#NewThisDay Writing From My Photo Stream
follow, hand printed, a recipe
she left you
for every holiday
fill up a void
with her fluffed cheesy mass
from bread firm, one whole
cloud of a loaf
is un-sliced
boil, double boiler, boil. . .
~ Excerpt from “Your Mother’s Appetizer,” ©KellyDuMar
Wind howled outside my window as I woke, and the branches blew. I walked with Charlie under the feathery blue clouds through the woods to meet my friend and her two dogs. The sky was the story, feathery clouds and blue bright over the sodden landscape. All the snow gone and the brooks and river are high with melt. We walked miles; I took her across the trestle through the meadow and back and I found a lovely bird’s nest. At home, today was the annual making of the cheese puffs, my mother’s appetizer for the family holiday party. Every year, my sister Joanna and I and our girls gather in my kitchen to produce this beloved holiday food, just the way our mother taught us growing up. Often, my nieces join us, but this year, crunched for time, we were a smaller group. My girls came, pictured here with their Aunt Jo, dipping the cubes of sliced bread into the melted cheese mixture. Then we freeze them on trays, and they stay frozen until the party, Sunday, or Christmas day, when they are baked frozen and served hot to cousins, aunts, uncles, brothers, nieces, nephews, who grab them eagerly as they’re passed.
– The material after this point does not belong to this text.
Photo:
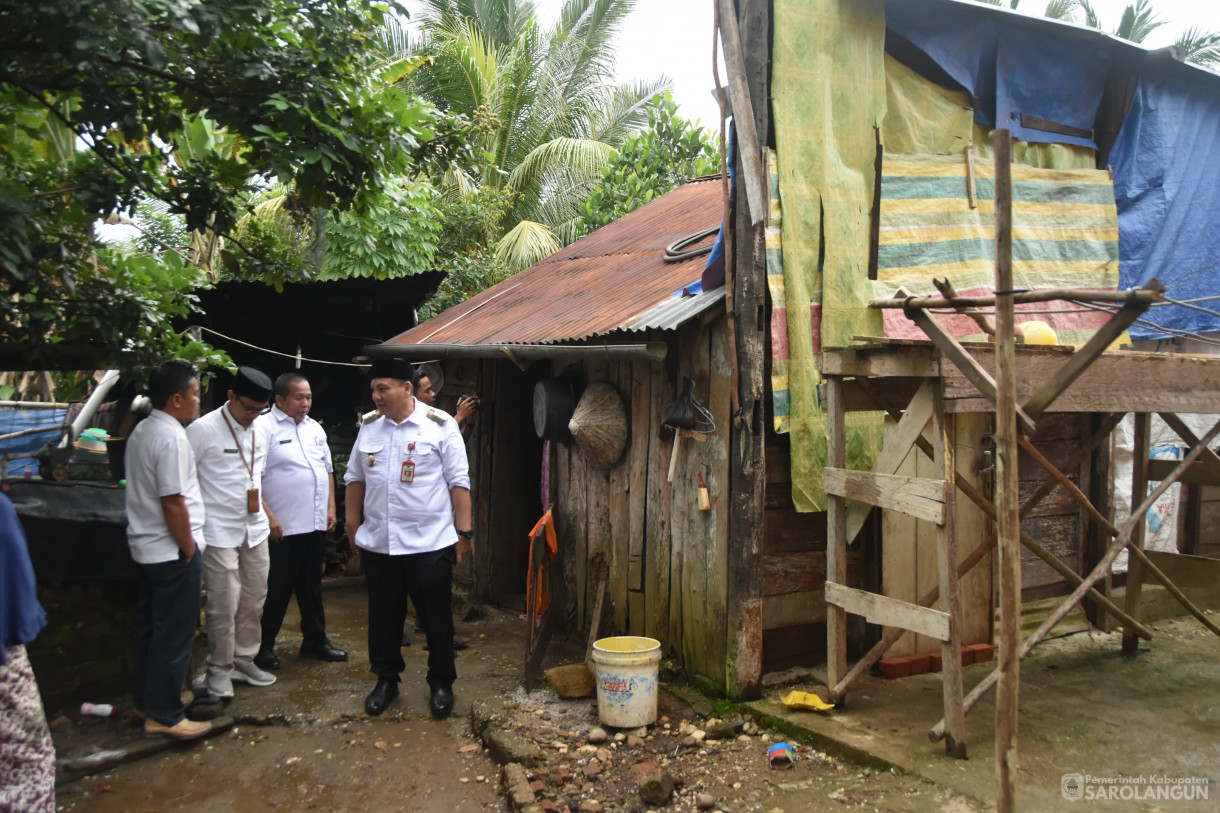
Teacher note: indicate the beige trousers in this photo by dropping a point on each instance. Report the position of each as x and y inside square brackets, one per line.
[237, 586]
Our way of keeping close to my mom who made them as long as she possibly could. (Friends, if anyone wants my mother’s cheese puff appetizer recipe, email me, and I’ll share it with you so you can start your own tradition. It’s great to do this with a team, because all the bread has to be sliced, the cheeses have to be melted, the egg whites have to be whipped and the bread has to be dipped. It’s a messy and fun and delicious process!) This morning I woke with an idea about my meditating woman picture, how she might belong to a poem I’ve written about the swamp that hasn’t felt quite finished to me. I was pleased when Jane, a daily reader, wrote me that she couldn’t see the woman in my picture until I described what I saw, and then she had no difficulty seeing her. And, on my Instagram feed, I found a message left by a friend from the International Women’s Writing Guild, who happens to be a student of Jungian Analysis, and she wrote these encouraging words:
“This might be my favorite ever of all your marvelous photos, Kelly. It is like a terrific abstract painting.” From Enid Madaras Dec. 14, 2019, via Instagram
So, Enid seemed to sense the depth of this image as well. I will continue exploring this image, I know, in my writing and otherwise. I need to make a decision about what poem to bring to workshop tomorrow night. I will have to make some time to revise one as I doubt I’ll have time to generate anything new. The wind had stopped. All the nocturnal birds and animals are busy in the woods and by the river. This is their time and place.